My heart aches for you.

Floating

A wave hits me and carries me slowly under. The water is neither cold nor hot. Pushed and pulled the water has complete control of me. I allow myself to let go. To follow the tide in a 3 dimensional experience.

My heart races. There are moments, brief in their length, an eternity in emotion, that pushes and pulls me. I want to be with you. I want to go back. But the movement of my wave takes me away. Teasing me just enough so that some days i feel like I am back on land. My certainty firmly beneath me.

I am enjoying not having to choose, I am enjoying the tide. I tumble and roll. I feel myself, touch myself, tickle myself and awake.

Wednesday, October 8, 2008

Infidelity

Why

There is no response.
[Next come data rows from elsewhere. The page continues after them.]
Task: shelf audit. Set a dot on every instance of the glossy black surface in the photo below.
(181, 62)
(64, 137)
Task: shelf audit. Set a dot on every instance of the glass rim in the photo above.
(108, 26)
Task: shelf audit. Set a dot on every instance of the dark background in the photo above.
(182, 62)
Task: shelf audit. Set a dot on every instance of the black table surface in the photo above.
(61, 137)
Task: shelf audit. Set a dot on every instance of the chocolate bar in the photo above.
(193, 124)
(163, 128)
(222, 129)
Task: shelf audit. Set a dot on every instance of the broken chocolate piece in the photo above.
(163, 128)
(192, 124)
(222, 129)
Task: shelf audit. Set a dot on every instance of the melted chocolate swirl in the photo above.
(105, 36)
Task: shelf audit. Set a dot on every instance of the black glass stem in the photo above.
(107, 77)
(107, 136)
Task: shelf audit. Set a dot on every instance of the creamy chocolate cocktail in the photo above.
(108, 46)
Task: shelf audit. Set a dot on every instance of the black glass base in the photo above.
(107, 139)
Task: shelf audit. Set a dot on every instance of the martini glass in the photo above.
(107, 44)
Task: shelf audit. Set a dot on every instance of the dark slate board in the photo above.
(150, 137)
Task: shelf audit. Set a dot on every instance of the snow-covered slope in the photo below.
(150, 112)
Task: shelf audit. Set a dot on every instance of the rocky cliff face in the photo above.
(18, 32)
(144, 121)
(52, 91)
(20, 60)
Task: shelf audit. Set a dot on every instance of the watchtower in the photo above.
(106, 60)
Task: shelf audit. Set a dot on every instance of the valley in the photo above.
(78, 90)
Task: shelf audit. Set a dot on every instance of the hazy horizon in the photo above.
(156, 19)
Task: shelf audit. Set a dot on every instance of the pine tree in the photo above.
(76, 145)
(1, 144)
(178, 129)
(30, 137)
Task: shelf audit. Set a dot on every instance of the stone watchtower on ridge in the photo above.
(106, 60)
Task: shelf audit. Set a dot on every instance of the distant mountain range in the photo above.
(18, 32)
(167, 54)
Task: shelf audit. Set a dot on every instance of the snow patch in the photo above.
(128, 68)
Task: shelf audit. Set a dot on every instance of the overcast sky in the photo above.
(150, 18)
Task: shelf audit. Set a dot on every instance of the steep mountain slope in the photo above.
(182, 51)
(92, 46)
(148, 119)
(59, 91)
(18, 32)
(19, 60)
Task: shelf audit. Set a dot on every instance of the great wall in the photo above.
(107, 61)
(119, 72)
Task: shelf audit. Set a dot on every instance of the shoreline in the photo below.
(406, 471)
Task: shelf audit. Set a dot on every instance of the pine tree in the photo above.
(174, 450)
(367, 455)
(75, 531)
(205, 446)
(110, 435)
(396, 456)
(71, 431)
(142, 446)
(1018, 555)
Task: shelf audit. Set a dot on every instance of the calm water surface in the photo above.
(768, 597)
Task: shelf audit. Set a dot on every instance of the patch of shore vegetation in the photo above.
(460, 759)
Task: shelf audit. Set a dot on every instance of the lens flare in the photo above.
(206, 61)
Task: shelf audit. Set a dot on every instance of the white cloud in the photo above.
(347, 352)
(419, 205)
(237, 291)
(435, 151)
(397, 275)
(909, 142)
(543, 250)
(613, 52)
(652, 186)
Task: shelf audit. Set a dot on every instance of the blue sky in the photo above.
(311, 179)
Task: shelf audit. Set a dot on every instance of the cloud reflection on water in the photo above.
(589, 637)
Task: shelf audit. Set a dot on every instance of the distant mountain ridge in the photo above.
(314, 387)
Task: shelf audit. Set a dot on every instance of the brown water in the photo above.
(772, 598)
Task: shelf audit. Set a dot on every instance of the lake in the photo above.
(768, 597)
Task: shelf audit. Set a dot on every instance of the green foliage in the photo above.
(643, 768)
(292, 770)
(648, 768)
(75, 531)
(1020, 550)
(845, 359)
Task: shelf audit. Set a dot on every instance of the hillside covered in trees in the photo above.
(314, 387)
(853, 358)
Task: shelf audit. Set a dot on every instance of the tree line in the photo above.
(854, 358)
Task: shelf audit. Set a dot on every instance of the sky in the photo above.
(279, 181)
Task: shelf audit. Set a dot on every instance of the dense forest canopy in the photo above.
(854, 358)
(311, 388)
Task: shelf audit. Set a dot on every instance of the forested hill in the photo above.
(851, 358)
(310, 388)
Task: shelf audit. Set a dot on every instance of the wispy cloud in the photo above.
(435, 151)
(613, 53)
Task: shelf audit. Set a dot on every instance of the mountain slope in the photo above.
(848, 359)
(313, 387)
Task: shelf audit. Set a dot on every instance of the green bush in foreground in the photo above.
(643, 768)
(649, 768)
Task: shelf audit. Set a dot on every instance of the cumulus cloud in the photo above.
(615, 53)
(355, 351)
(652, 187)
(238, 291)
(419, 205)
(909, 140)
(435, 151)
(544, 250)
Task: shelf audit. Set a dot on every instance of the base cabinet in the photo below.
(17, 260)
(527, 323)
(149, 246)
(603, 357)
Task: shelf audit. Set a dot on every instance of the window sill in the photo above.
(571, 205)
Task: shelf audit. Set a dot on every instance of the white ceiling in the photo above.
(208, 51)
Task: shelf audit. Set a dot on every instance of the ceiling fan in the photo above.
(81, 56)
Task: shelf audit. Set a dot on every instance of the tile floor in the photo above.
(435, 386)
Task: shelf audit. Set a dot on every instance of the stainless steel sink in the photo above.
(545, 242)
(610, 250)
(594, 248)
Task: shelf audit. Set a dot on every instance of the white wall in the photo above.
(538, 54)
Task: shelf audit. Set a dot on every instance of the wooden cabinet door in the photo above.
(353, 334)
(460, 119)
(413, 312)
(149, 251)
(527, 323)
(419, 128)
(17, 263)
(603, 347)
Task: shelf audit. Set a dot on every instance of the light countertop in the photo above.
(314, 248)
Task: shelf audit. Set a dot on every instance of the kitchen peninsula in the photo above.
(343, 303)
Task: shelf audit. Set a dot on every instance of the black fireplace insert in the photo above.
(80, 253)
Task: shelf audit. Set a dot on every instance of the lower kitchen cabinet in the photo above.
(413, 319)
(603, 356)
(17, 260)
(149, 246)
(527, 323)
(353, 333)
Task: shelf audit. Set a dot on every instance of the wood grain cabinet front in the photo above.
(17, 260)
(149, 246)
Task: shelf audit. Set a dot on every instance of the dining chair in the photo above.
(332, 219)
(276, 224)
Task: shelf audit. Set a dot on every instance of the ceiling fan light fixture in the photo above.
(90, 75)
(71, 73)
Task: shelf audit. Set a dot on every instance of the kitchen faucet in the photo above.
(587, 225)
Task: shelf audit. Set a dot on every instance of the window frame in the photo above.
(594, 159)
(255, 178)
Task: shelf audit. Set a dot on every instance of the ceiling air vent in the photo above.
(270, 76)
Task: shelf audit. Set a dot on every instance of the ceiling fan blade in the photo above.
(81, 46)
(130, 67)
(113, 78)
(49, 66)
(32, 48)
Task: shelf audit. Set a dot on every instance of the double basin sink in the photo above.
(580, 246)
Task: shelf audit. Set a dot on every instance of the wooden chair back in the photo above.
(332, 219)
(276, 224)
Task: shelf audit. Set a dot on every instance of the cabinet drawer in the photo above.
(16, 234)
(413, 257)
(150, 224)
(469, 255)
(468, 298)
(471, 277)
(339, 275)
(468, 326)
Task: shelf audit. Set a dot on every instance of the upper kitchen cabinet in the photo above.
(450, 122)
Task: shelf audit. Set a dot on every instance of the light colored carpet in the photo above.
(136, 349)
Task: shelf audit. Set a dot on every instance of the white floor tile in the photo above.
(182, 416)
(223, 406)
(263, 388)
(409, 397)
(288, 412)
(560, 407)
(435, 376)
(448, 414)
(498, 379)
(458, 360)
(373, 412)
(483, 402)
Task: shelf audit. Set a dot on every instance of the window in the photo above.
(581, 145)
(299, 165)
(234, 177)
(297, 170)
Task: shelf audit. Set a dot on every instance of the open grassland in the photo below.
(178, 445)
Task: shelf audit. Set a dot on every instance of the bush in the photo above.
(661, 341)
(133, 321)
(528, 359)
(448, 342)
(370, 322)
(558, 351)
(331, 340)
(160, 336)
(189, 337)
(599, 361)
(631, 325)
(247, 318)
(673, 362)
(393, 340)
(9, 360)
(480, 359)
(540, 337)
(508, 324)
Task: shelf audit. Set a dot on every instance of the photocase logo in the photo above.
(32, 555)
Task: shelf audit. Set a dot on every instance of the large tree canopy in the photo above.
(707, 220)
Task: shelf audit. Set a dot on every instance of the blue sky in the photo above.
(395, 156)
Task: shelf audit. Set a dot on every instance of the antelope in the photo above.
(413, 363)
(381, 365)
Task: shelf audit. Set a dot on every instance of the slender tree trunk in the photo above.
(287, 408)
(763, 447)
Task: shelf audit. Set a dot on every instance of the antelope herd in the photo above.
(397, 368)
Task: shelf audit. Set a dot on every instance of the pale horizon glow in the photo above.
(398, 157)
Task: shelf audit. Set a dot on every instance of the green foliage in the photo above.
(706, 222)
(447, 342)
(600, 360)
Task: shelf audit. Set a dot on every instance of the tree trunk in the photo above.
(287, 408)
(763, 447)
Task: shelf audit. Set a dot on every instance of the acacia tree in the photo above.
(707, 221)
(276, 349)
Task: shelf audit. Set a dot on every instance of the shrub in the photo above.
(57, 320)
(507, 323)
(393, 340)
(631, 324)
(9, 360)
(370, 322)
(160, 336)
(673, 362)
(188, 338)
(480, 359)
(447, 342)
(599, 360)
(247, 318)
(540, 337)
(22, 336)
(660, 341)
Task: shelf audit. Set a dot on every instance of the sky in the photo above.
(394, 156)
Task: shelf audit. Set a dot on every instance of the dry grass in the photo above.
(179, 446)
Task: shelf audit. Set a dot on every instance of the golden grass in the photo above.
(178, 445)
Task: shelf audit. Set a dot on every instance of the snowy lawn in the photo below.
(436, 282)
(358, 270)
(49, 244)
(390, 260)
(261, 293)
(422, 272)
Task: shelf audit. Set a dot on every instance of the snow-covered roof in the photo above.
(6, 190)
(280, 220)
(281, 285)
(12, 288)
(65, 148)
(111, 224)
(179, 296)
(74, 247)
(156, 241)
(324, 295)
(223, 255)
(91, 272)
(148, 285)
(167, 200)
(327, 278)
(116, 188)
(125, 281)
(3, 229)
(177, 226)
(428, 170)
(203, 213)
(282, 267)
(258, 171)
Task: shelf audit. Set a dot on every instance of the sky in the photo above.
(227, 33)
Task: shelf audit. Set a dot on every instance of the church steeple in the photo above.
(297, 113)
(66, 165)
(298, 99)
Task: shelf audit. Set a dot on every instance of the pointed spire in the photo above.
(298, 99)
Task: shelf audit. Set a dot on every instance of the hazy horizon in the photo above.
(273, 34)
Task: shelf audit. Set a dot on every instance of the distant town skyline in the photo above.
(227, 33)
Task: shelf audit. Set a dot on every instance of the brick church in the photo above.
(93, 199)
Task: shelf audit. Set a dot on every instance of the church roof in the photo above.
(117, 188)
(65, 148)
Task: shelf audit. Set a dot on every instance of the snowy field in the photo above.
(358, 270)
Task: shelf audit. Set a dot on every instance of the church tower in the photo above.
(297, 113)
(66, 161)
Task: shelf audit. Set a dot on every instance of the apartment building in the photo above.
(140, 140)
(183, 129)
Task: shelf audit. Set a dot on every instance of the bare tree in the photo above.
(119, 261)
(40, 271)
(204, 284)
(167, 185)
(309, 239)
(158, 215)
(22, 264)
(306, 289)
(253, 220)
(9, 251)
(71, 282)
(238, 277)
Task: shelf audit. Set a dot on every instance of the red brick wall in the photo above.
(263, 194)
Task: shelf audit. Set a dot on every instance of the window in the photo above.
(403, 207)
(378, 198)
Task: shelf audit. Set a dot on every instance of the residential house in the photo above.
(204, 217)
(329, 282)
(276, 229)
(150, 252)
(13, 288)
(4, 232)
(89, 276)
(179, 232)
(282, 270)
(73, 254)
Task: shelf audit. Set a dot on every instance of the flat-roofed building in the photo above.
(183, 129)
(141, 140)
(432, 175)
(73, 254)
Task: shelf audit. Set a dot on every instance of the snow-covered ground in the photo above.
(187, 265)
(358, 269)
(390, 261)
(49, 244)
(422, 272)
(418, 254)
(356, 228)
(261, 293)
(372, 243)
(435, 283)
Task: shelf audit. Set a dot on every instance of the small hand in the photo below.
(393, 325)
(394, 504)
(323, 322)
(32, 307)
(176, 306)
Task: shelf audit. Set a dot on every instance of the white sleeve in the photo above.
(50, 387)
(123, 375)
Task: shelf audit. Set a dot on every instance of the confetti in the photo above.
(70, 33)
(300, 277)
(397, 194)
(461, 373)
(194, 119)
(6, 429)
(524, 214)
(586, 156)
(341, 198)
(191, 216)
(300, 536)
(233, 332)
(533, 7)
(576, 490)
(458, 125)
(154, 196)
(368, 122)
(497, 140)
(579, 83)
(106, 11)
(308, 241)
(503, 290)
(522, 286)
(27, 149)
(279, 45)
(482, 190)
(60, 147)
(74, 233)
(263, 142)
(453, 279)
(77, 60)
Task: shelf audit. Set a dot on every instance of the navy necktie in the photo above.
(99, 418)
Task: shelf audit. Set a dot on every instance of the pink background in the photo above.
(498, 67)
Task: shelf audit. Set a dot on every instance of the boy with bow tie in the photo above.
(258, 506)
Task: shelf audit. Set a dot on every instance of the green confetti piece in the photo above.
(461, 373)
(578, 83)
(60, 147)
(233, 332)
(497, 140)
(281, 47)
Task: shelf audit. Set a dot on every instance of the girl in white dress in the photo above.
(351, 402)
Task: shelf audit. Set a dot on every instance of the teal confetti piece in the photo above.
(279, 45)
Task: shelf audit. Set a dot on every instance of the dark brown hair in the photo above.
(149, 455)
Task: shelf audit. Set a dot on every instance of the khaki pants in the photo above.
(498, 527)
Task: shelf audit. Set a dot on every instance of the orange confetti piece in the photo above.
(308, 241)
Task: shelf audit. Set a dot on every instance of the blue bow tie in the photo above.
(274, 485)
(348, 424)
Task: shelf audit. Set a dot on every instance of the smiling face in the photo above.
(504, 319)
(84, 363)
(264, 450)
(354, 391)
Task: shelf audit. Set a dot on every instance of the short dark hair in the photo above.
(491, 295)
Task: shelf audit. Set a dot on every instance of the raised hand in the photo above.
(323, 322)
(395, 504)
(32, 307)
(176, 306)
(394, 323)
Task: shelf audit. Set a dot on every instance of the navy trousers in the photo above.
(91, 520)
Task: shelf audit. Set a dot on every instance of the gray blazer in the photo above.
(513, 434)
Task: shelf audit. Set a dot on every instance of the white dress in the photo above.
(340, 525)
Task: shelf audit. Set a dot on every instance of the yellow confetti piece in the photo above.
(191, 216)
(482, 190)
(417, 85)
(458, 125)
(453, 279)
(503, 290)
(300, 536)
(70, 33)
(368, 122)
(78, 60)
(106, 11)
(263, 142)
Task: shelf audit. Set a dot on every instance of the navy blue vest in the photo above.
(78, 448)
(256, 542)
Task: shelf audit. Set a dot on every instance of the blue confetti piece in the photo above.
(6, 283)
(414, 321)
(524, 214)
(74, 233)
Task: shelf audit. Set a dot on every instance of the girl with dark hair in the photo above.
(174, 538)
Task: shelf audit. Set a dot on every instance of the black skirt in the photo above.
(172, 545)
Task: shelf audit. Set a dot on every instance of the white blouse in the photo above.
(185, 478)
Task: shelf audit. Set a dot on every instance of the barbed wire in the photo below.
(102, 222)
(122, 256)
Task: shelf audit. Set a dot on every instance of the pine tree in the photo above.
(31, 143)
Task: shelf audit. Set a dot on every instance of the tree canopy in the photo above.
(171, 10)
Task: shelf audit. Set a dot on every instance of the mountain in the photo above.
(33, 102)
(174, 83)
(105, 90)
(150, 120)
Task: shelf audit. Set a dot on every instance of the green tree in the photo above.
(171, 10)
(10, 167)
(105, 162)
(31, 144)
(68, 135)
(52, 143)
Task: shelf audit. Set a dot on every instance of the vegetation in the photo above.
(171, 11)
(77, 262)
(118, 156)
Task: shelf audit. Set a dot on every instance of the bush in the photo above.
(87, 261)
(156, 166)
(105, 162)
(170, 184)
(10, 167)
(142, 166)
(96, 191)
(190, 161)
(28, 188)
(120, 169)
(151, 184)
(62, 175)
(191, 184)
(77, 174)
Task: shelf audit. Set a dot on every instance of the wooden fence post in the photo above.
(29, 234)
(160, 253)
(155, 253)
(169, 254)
No clear step by step path that one can follow until you end up here. Its a whirlwind of pain, a tornado of emotion and wave of despair. I have never been here before and never want to be here again. This is the most painful thing I have been through in the last couple of years. And everything I am told is that there is no reason, no justification and I must just get on with my life.


Blankness

I am desperate to be loved and protected but terrified that I will get hurt. My inner child has run for the hills. I want to be held, but not to love. I feel blank. I know that something is supposed to be there, but it isnt. nothing is there. except my obession with the fair, with you cheating and lying. Still lying and more lying and then telling me that the truth is a matter of perspective. Bold and brazen to say the least.


My turn

I am hiding. I am hiding in what I know. I am using what I can to pull myself together. It is all going to end in tears. I know it will but I cant stop. I cant control it, my need to be safe is so strong.


You

I cant have you around me, not even in the ether. you are driving me mad. I have no self respect when I am with you. I need to let go. I dont know if it will work. I dont know that I wont look back and think that I should have continued. I dont have the strength to continue and you are unable / unwilling (and I do believe that it is both) to help.


Me

I am moving. Sometimes I am moving so fast I dont know what is happening. Others I am frozen in my confusion about this, us, you. I am holding it together. Cause thats what I do. I cant fall apart, everyone else needs me to be fine - there is too much else going on. I need to be more selfish. I need to be 100% me.